Mike Mignola, autor „Hellboya”, twierdził, że Hitler zmarł w 1958 roku, a jego śmierć zbiegła się z końcem tzw. Wojny Okultystycznej. Twórcy filmu „Iron Sky” (premiera 27 kwietnia) idą w swych wizjach jeszcze dalej. Według nich, po przegranej wojnie naziści osiedli na Księżycu, skąd powrócą w 2018 roku. Chociaż pomysł filmowców może budzić wesołość, eksperci przytaczają szereg dowodów na to, że w trakcie II wojny światowej naukowcy Rzeszy realizowali tajny program budowy UFO!
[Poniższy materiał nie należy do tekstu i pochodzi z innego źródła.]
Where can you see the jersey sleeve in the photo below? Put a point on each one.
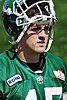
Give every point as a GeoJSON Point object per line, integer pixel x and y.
{"type": "Point", "coordinates": [2, 78]}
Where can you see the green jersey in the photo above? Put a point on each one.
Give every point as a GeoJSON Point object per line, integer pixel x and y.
{"type": "Point", "coordinates": [19, 82]}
Informacjami na temat Nazi-UFO podzielił się w 2010 roku niemiecki program PM Magazine. Jego autorzy, powołując się na świadectwa historyków, naukowców, byłych wojskowych i ufologów dowodzili, że pomysłodawcą projektu UFO był sam Hitler. To na jego zlecenie Goering miał koordynować budowę broni doskonałej, mającej w rozstrzygający sposób wpłynąć na przebieg działań wojennych.
Nie ma pewności, jak dokładnie kształtował się nazistowski eksperyment. Pewne teorie wiążą go z działalnością baz naukowych ulokowanych na Antarktydzie, na terytorium Nowej Szwabii. Inne łączą hitlerowskie UFO z badaniami Viktora Schaubergera, genialnego naukowca, wynalazcy technologii implozji, lub twórcami projektu Schriever-Habermohl.
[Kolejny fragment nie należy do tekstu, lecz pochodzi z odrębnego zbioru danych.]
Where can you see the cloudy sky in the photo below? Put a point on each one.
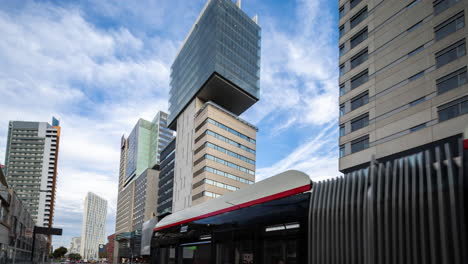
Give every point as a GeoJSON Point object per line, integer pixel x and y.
{"type": "Point", "coordinates": [101, 65]}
Jedno jest pewne. Lata 40-te przyniosły dziesiątki, jeśli nie setki relacji naocznych świadków, którzy obserwowali na niebie niezidentyfikowane obiekty latające. O NOL-ach rozpisywały się m.in. New York Times, The Daily Telegraph, czy włoskie Il Giornale d'Italia. To im zawdzięcza się opisy dysku lewitującego nad Manhattanem, czy latającego spodka, który w 1944 roku przeleciał nad Tamizą. Obserwatorzy tego wydarzenia nie mieli wątpliwości, że należał on do Niemców. Wszyscy dobrze zapamiętali znajdujący się na jego spodzie symbol - złowrogi Krzyż Żelazny.
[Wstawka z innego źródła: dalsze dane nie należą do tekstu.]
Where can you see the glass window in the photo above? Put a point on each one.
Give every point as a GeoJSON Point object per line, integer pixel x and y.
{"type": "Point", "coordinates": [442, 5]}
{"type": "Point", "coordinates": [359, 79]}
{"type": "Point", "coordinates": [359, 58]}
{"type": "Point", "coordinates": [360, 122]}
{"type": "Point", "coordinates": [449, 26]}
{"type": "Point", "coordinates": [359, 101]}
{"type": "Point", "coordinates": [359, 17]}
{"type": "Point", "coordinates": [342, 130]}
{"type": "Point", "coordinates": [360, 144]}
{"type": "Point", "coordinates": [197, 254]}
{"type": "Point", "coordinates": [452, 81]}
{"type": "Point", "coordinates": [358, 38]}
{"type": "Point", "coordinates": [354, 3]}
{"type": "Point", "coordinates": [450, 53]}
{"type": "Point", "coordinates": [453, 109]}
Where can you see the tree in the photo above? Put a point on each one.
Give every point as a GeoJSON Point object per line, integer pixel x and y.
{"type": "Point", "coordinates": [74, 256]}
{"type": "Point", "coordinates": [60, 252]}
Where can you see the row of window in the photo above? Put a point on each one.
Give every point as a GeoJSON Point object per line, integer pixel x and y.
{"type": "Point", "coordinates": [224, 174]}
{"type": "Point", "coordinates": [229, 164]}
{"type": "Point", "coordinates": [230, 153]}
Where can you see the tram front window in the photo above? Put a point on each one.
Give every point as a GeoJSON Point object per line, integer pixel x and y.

O tym, że niewytłumaczalne zjawiska należy łączyć z zakusami Hitlera, naocznie przekonywali również żołnierze walczący z państwami Osi. Alianccy lotnicy na przełomie lat odnotowali dziesiątki spotkań z dziwnymi kulistymi obiektami, które z czasem zaczęto określać mianem "Foo Fighters". Dostrzegano je w trakcie wszystkich, historycznie najważniejszych bitew II WŚ.
Gdy w 1945 roku III Rzesza chyli się ku upadkowi, z tajnej bazy na Antarktydzie naziści wysyłają na Księżyc misję ostatniej szansy. Wkrótce po ciemnej stronie srebrnego globu powstanie tajna baza, w której hitlerowcy rozpoczną realizację diabelskiego planu zemsty. W 2018 roku Ziemia stanie się celem kontrataku imperium führera, zapoczątkowanego przez "meteorblitzkrieg", który skalą zniszczeń przyćmi nawet kosmiczną zagładę z "Dnia Niepodległości". W mrożącej krew w żyłach i budzącej śmiech na twarzach widzów roli charyzmatycznego wodza nazistów wystąpił demoniczny Udo Kier - ulubiony aktor Larsa Von Triera i Wima Wendersa. Autorem porywającej ścieżki dźwiękowej do "Iron Sky" jest grupa Laibach - słoweńska legenda industrialu. W polskich kinach "Iron Sky" zagości już 27 kwietnia.